PPL visant à exonérer le loto du patrimoine des prélèvements sur les jeux d’argent

Mis à jour : mai 29

PROPOSITION DE LOI N° 1782


En septembre 2017, le Président de la République a confié à l’animateur Stéphane Bern une mission en faveur du patrimoine en péril dont la mesure phare fut la création du loto du patrimoine. La première édition du tirage spécial, organisée à l’automne 2018 par la Française des Jeux, a rencontré un très large succès populaire et s’est soldée par des recettes exceptionnelles de l’ordre de 200 millions d’euros.

Une somme qui a été répartie ainsi : 144 millions d’euros redistribués aux joueurs, 22 millions à la Française des Jeux, 14 millions à l’État par le biais des taxes collectées sur les jeux d’argent. Seuls 20 millions d’euros, soit 10 % des sommes jouées, ont été alloués à la Fondation du patrimoine dont l’objet est d’identifier et de soutenir la restauration des sites patrimoniaux en péril. Une part très faible qui a suscité l’incompréhension de joueurs qui, pour nombre d’entre eux, n’ont participé au tirage spécial qu’en vue de soutenir la sauvegarde du patrimoine, et qui n’ont pas admis qu’une opération philanthropique puisse être prétexte, pour l’État, à un prélèvement de taxes.

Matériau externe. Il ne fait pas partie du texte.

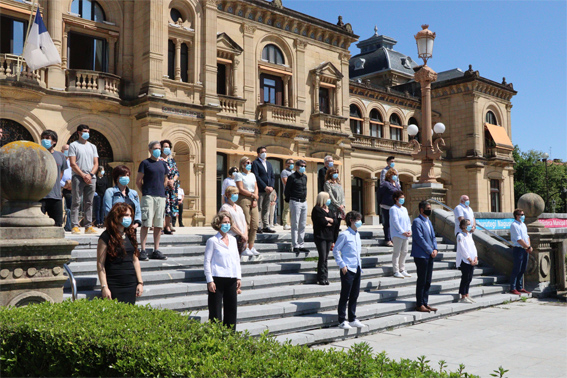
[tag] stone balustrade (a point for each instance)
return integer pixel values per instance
(93, 82)
(9, 70)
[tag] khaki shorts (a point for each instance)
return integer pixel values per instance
(153, 211)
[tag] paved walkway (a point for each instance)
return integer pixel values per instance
(527, 338)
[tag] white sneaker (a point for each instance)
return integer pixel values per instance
(356, 323)
(344, 325)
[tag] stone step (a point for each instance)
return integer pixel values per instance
(446, 304)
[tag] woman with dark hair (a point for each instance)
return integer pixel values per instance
(117, 254)
(171, 202)
(121, 193)
(222, 271)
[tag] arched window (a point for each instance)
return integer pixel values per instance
(491, 118)
(395, 127)
(272, 54)
(355, 119)
(376, 124)
(88, 9)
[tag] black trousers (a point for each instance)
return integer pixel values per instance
(424, 274)
(350, 288)
(54, 209)
(466, 278)
(323, 248)
(225, 294)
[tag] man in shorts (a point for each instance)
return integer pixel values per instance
(151, 181)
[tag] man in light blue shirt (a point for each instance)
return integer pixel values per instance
(522, 248)
(347, 256)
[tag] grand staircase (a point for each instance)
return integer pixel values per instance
(280, 294)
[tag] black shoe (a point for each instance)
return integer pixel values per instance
(143, 256)
(157, 255)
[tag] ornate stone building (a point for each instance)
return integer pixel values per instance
(219, 78)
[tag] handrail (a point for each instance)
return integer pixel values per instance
(477, 225)
(73, 281)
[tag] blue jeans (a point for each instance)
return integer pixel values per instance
(520, 264)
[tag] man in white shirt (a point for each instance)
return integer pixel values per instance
(464, 211)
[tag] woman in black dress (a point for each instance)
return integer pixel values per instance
(324, 221)
(117, 257)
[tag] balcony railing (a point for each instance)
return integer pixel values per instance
(327, 122)
(276, 114)
(231, 106)
(375, 143)
(93, 82)
(9, 70)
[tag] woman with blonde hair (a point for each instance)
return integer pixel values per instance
(324, 221)
(248, 199)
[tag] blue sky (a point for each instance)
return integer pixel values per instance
(525, 41)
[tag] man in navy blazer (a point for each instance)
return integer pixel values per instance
(423, 250)
(266, 179)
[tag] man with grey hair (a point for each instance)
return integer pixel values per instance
(296, 194)
(151, 181)
(464, 211)
(329, 162)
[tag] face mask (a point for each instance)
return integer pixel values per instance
(46, 143)
(124, 180)
(225, 227)
(126, 221)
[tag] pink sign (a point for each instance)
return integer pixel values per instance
(554, 222)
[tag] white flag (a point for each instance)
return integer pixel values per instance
(40, 50)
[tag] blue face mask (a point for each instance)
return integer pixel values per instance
(124, 180)
(46, 143)
(225, 227)
(126, 221)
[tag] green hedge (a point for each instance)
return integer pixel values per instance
(106, 338)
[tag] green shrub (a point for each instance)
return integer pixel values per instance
(106, 338)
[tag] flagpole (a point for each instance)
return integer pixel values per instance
(26, 39)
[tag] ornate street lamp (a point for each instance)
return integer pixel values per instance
(428, 150)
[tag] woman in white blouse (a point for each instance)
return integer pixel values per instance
(248, 199)
(239, 227)
(222, 271)
(467, 258)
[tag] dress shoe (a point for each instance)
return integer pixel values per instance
(422, 309)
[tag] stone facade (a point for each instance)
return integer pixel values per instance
(200, 73)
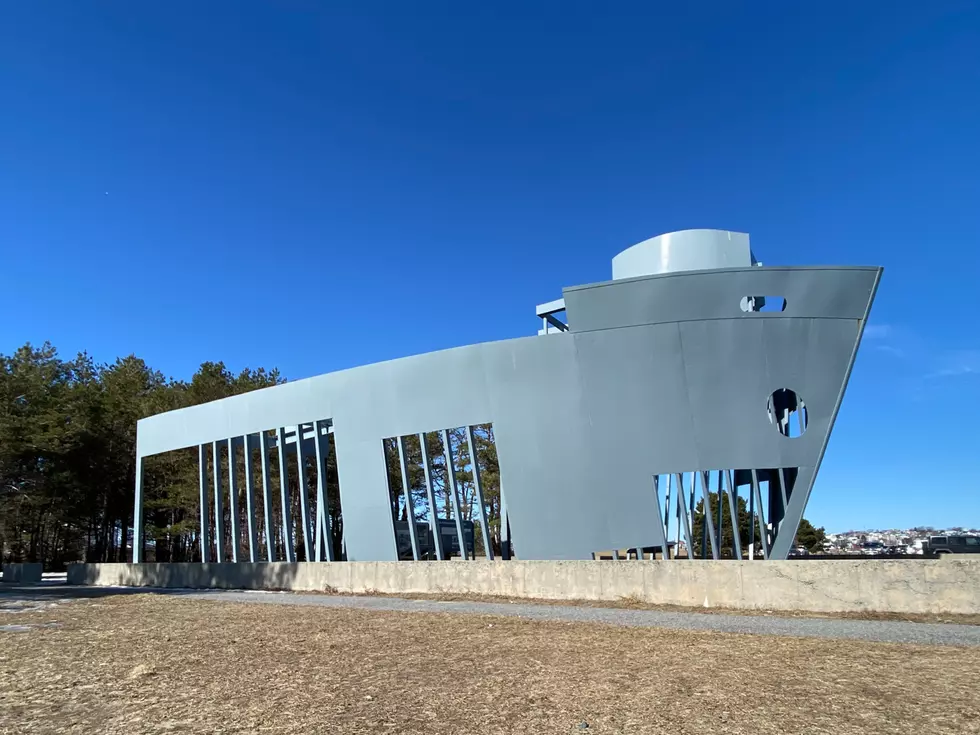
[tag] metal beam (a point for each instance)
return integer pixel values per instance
(477, 485)
(304, 496)
(202, 458)
(270, 539)
(233, 500)
(733, 512)
(409, 506)
(430, 494)
(253, 551)
(137, 514)
(706, 499)
(287, 515)
(757, 494)
(219, 509)
(454, 492)
(684, 519)
(322, 446)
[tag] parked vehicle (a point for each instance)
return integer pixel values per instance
(952, 545)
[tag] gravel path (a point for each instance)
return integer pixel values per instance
(866, 630)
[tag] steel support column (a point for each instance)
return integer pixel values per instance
(270, 539)
(202, 458)
(708, 523)
(684, 519)
(322, 447)
(454, 493)
(287, 515)
(304, 493)
(409, 505)
(757, 494)
(219, 508)
(137, 514)
(253, 551)
(233, 499)
(430, 494)
(732, 493)
(477, 485)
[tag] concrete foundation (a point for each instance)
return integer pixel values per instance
(22, 573)
(933, 586)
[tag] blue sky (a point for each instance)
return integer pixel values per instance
(315, 186)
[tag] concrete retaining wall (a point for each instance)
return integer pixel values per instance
(22, 573)
(940, 586)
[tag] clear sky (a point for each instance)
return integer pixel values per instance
(315, 186)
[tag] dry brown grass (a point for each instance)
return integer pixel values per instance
(634, 602)
(156, 664)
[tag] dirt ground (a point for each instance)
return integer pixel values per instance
(632, 603)
(164, 664)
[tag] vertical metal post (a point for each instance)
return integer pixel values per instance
(253, 552)
(477, 485)
(430, 494)
(409, 506)
(762, 521)
(202, 458)
(665, 525)
(693, 506)
(233, 500)
(677, 507)
(721, 514)
(732, 493)
(708, 523)
(323, 511)
(752, 516)
(505, 540)
(782, 496)
(270, 539)
(304, 493)
(454, 492)
(137, 514)
(287, 515)
(684, 518)
(219, 508)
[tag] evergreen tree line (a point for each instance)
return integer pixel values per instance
(68, 449)
(67, 469)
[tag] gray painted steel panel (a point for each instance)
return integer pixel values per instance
(660, 374)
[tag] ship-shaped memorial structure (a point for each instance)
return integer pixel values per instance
(696, 373)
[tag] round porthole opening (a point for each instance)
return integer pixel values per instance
(787, 412)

Lors de l’examen du projet de loi de finances 2019, le Sénat a adopté un amendement visant à exonérer le loto du patrimoine des contributions prélevées d’ordinaire sur les jeux d’argent. Une disposition que la majorité à l’Assemblée nationale s’est empressée de supprimer. Face au tollé provoqué par ce vote, le ministre de l’action et des comptes publics et son homologue de la culture ont annoncé « le déblocage de 21 millions d’euros supplémentaires » en faveur de la restauration des monuments en péril, mais sans toutefois renoncer au prélèvement des taxes.

Ce qui mobilise de très nombreux joueurs, c’est la volonté de participer par leur mise, fût‑elle modeste, à la préservation du patrimoine, et non d’enrichir le Trésor public. Mais plutôt que d’instaurer un principe simple et pérenne : ne pas taxer le loto du patrimoine, le Gouvernement a privilégié un mécanisme de compensation complexe et dont rien ne garantit qu’il soit reconduit d’une année sur l’autre. Tout ceci entretient la confusion et participe à affaiblir l’attrait de l’opération auprès du grand public.

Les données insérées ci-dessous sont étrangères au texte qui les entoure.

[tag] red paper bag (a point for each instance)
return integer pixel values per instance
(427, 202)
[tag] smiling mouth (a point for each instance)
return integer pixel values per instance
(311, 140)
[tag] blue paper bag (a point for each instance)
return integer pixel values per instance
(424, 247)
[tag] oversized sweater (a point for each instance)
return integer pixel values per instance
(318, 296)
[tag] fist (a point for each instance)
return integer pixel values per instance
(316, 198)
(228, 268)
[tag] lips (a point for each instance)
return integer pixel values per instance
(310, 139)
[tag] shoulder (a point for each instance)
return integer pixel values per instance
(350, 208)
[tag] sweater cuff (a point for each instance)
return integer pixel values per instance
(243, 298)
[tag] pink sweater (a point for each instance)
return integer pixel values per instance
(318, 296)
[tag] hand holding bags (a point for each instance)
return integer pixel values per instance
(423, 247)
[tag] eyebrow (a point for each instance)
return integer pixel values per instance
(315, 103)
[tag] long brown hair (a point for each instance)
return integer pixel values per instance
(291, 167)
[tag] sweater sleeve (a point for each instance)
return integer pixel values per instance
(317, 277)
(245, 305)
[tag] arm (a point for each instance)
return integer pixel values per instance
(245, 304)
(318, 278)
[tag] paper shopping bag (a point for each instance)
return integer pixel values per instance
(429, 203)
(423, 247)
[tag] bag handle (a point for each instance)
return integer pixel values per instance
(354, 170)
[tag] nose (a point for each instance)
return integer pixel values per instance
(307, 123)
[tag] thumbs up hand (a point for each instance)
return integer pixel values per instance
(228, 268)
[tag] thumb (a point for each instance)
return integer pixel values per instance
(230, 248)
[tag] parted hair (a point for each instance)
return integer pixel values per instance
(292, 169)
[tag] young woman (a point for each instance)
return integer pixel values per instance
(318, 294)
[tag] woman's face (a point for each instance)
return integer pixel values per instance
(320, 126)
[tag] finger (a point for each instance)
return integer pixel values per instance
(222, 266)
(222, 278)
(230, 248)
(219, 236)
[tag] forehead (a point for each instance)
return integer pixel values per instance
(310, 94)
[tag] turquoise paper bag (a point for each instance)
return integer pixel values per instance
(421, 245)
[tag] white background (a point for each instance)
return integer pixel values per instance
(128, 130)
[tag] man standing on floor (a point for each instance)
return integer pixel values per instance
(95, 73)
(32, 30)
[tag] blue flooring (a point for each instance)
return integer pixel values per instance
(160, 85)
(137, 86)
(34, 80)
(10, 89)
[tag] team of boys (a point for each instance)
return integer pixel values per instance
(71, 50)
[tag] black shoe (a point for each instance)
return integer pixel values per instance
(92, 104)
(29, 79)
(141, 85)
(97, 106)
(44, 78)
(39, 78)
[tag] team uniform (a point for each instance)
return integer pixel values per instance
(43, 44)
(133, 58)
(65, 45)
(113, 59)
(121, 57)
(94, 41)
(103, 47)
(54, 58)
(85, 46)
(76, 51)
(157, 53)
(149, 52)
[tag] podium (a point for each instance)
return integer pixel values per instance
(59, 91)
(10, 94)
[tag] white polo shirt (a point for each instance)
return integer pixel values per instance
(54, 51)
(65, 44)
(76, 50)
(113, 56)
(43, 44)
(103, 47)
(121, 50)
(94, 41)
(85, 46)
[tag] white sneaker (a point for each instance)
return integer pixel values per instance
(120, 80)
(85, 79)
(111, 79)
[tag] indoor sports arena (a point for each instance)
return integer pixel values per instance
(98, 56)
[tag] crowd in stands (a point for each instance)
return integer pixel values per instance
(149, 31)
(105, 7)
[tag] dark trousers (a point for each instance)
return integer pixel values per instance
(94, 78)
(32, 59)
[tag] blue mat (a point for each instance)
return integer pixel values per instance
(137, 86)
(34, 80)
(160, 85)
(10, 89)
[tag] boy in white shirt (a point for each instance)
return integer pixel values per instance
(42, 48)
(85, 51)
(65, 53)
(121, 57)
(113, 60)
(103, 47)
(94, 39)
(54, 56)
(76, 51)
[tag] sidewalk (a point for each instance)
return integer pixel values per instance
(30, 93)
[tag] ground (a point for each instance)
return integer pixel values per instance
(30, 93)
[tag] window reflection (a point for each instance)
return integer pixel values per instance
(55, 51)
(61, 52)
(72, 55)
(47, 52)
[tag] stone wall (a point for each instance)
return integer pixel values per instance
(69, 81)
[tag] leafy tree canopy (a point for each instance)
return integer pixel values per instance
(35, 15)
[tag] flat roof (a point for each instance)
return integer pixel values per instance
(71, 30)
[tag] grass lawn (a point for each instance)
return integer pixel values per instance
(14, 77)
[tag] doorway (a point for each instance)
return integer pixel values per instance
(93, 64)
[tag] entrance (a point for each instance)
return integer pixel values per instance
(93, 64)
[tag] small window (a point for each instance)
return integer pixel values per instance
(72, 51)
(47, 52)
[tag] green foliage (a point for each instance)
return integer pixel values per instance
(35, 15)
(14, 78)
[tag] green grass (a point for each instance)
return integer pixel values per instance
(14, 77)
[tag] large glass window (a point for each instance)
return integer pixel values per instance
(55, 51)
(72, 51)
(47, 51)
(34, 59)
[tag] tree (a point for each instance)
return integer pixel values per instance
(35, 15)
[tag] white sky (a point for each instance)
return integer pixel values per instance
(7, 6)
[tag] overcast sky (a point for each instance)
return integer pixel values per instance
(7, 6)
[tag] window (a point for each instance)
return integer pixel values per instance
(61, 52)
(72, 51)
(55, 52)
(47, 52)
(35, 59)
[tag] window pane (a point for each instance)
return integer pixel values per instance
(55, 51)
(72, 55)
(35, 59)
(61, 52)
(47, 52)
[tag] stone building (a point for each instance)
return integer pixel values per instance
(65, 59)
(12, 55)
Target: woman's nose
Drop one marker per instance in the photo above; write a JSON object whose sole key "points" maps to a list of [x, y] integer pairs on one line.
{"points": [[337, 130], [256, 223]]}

A l’instar de ce qui se fait déjà en Angleterre, et dans la poursuite des travaux initiés par le Sénat, cette proposition de loi vise donc à exonérer le loto du patrimoine des prélèvements et contributions usuels sur les jeux d’argent.

L’objectif est double : garantir aux joueurs que la part maximale des recettes pouvant être mobilisées en faveur du patrimoine l’est de façon effective, et assurer la pérennité dans le temps d’une opération qui concrétise avec succès l’attachement des Français à leur culture.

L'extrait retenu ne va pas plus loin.